What you call “unfounded speculation” is, along with art and music and poetry, one of the ways human beings express their humanity. Science is too, but apologists for scientism like you put the rest of us off it by telling us that science has All the Answers that Matter and we should stop wasting our time with other stuff.
If there are gods, they are part of nature. If there is God, he/she is not.Also if there was a god, then god would be part of nature
Again, if you can’t be bothered to learn our language, you can’t make a good case against what we believe.
Or rather a philosophy of mystery. Which to you may be the same thing. Your loss. You can live in a room without windows if you want to.The reason god is “excluded” is because saying god did it, is the EXACT same as saying we dont know, its a non answer. To quote Tyson deGrasse “It’s a philosophy of ignorance”.
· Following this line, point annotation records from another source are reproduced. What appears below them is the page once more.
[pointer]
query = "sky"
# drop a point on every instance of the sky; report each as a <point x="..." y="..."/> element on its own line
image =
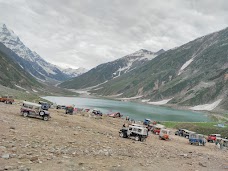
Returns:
<point x="86" y="33"/>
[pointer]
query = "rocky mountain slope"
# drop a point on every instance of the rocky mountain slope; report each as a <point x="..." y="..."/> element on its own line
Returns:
<point x="31" y="61"/>
<point x="111" y="70"/>
<point x="79" y="142"/>
<point x="13" y="75"/>
<point x="193" y="74"/>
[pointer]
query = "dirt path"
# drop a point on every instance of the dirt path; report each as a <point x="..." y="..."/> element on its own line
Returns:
<point x="75" y="142"/>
You continue to think that I’m positing God as some kind of pseudo-scientific explanation for the mechanisms of how things came to be. The classical view of God is beyond that. You could have a complete scientific explanation for every phenomenon of nature and it wouldn’t affect the question of God.
If you really think that I’m just saying this because modern science has “routed” God, then how do you explain the fact that St. Thomas Aquinas said the same thing in the 13th century? (Article 3, Objection 2 and the reply to the objection at the end of the article.) The difference is that in his day the supposed “complete explanation” was Aristotelian philosophy.